Synergistic photocatalytic degradation mechanism of BiOClI-OVs based on oxygen vacancies and internal electric field-mediated solid solution.

The easy recombination of photoexcited electron-hole pairs is a serious constraint for the application of photocatalysts. In this work, a range of BiOClI solid solutions with abundant oxygen vacancies (BiOClI-OVs) were synthesized. In particular, the optimal BiOClI-OVs sample exhibited almost 100% removal of bisphenol A (BPA) within 45 min visible light exposure, which was 22.4, 3.1 and 4.5 times greater than BiOCl, BiOCl-OVs and BiOClI, respectively. Besides, the apparent quantum yield of BPA degradation reaches 0.24%, better than some other photocatalysts. Benefiting from the synergism of oxygen vacancies and solid solution, BiOClI-OVs gained an enhanced photocatalytic capacity. Oxygen vacancies induced an intermediate defective energy level in BiOClI-OVs materials, promoting the generation of photogenerated electrons and the molecular oxygen adsorption to produce more active oxygen radicals.

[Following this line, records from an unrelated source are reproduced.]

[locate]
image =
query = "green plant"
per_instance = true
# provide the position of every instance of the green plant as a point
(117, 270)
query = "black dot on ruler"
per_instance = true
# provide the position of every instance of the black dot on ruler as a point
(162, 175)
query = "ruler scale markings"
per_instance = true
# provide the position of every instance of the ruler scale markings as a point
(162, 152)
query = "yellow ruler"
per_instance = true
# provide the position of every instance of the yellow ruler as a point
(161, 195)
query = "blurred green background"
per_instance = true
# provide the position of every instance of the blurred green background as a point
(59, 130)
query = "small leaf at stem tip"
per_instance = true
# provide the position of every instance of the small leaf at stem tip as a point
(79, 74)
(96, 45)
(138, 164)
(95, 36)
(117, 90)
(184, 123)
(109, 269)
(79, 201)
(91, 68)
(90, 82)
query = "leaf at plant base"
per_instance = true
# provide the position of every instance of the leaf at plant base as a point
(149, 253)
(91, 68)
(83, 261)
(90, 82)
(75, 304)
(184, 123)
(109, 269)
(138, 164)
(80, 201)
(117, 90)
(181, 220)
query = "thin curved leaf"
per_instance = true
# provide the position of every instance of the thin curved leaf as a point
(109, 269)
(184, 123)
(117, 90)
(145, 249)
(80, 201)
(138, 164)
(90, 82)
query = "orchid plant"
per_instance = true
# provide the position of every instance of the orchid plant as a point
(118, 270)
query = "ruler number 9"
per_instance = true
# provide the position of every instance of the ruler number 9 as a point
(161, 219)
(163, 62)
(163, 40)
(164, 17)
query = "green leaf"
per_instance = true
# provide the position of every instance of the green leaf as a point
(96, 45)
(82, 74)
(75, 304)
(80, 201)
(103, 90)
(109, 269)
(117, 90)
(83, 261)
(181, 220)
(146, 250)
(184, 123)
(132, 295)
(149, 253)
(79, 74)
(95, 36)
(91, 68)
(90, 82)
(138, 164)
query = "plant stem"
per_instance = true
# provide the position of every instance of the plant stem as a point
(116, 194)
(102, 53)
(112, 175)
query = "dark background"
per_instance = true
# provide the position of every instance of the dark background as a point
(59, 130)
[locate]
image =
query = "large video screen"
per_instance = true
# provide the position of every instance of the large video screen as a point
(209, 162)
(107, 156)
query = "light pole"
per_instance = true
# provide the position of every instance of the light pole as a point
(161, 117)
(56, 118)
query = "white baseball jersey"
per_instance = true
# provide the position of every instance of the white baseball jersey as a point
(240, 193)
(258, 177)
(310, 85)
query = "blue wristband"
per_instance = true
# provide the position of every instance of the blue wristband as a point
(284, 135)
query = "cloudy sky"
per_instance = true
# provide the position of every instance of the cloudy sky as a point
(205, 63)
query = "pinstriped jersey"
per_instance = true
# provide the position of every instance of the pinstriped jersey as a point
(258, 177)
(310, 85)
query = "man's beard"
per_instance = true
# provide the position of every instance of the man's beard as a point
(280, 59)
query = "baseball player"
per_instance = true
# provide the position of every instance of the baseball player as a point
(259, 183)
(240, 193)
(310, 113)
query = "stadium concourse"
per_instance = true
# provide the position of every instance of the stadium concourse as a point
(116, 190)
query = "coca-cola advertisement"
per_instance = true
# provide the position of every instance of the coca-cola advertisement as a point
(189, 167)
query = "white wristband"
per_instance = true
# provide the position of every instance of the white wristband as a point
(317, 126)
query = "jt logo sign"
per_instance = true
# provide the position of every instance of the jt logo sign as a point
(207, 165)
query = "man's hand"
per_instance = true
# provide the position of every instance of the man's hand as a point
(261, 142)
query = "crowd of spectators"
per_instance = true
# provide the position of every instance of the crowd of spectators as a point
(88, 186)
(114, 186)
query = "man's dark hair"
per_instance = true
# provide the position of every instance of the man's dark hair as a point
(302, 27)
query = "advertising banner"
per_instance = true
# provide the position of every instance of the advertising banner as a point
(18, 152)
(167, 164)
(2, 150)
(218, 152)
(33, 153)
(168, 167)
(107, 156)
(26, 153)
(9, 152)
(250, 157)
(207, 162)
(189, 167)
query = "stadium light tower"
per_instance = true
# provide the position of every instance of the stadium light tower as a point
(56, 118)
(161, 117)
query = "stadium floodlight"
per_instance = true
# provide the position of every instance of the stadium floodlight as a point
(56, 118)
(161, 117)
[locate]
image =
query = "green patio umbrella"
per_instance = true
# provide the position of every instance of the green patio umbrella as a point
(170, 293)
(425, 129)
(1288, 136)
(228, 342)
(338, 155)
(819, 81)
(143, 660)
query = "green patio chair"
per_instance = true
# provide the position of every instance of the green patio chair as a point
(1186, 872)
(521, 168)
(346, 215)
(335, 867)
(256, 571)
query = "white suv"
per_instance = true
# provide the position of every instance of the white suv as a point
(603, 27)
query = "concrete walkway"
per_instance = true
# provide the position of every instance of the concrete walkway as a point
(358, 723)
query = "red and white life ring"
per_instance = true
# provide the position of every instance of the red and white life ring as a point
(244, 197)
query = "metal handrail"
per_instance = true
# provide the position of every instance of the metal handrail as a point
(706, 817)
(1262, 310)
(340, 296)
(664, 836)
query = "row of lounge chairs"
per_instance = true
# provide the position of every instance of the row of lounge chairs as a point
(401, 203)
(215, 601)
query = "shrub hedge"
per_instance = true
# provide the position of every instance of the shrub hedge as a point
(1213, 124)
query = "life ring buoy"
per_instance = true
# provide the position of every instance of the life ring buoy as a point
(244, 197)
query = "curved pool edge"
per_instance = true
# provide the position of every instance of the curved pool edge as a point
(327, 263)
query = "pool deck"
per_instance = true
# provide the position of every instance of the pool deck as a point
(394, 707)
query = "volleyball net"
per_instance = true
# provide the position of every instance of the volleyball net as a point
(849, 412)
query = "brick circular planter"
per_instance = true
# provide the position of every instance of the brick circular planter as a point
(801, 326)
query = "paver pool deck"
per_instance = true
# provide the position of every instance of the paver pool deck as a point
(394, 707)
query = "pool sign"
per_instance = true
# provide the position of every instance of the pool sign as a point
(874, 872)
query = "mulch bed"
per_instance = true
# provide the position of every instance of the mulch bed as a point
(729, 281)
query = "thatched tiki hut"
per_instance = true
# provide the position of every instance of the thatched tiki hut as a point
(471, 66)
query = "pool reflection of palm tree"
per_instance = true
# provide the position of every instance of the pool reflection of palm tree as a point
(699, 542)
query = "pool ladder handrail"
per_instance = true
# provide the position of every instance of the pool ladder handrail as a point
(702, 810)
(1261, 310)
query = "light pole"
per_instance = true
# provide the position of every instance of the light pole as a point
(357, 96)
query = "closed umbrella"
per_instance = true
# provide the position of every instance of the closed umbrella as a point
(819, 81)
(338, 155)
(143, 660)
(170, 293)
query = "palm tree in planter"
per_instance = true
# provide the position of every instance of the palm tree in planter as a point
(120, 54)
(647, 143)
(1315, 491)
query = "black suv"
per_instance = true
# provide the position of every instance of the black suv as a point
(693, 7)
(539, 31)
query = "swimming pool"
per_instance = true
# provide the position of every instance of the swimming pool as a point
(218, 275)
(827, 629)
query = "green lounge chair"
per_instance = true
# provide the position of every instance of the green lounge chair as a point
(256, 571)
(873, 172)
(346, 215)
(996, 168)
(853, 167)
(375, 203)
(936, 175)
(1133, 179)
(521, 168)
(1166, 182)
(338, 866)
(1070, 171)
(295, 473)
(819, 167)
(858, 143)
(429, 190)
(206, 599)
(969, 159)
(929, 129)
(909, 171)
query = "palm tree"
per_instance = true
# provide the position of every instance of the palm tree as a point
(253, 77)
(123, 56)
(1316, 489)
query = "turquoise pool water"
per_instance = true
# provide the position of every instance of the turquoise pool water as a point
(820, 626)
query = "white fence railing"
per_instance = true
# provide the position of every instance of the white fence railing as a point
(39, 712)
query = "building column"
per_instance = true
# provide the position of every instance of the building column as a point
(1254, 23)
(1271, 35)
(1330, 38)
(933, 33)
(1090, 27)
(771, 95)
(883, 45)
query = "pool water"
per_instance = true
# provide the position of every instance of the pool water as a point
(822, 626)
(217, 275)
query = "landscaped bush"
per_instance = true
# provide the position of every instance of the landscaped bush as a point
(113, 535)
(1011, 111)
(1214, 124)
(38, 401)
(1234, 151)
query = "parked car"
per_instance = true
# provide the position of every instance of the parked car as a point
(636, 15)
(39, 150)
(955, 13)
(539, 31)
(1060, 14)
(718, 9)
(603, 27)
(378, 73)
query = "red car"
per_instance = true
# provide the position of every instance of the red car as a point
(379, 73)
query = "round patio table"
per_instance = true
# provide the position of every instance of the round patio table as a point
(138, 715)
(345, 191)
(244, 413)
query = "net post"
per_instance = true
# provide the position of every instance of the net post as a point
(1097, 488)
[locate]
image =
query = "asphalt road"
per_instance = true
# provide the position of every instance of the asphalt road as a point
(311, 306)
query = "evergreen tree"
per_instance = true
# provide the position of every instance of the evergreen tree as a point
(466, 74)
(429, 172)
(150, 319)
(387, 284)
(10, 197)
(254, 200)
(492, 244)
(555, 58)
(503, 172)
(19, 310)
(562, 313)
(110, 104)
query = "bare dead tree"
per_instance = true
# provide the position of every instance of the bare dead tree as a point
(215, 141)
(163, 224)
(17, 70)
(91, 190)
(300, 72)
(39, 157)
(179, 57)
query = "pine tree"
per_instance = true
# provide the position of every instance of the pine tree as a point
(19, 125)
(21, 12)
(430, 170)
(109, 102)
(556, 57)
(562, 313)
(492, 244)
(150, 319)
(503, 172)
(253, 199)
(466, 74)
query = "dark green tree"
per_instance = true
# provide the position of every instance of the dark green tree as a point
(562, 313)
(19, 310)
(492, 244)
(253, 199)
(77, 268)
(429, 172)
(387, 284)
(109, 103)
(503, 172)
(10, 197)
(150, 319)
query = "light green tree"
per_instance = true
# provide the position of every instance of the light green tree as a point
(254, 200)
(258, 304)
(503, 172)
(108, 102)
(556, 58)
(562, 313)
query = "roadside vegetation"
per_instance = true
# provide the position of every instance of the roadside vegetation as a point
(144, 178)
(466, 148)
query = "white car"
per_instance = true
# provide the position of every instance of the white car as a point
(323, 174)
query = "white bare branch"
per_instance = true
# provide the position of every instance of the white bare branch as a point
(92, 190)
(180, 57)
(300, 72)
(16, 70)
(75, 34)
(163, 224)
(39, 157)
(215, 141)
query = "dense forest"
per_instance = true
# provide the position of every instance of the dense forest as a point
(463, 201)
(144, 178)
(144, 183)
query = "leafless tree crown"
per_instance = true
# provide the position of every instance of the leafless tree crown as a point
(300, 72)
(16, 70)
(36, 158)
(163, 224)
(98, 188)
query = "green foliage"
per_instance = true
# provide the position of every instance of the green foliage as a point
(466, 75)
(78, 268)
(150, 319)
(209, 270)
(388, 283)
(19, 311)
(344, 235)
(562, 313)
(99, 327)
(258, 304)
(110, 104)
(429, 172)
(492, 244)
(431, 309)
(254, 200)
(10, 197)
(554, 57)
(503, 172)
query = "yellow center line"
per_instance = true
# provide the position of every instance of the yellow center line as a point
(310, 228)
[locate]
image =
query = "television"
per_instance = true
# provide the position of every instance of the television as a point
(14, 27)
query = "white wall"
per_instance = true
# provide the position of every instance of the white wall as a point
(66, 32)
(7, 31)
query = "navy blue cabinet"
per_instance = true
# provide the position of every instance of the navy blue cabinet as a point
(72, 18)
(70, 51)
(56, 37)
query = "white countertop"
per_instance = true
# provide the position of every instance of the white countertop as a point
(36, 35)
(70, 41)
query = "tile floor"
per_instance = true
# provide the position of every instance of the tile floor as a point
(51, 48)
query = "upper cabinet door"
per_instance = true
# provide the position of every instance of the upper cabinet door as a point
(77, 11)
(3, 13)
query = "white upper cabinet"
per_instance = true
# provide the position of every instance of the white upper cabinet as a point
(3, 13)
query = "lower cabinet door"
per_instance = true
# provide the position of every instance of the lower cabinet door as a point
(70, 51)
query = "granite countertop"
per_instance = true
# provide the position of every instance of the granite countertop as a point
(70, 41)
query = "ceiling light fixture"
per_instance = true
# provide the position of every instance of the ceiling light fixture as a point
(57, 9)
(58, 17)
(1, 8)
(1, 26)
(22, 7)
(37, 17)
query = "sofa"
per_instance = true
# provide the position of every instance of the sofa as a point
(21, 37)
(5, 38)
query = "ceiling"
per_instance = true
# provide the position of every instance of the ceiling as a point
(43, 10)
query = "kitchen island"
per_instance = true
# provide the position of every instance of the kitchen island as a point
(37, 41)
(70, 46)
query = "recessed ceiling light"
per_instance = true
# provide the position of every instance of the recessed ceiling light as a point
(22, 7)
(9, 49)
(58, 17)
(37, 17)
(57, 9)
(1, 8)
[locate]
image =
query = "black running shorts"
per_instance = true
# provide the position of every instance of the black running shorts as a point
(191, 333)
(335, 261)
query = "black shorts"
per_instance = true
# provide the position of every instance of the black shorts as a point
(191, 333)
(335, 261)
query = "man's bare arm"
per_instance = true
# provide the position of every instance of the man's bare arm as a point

Meanwhile, the fabricated solid solution structure enhanced the internal electric field between BiOCl layers, achieving rapid migration of photoexcited electrons and effective segregation of photoinduced charge carriers. Thus, this study provides a viable idea to solve the problems of poor visible light absorption of BiOCl-based photocatalysts and easy reorganization of electrons and holes in the photocatalysts.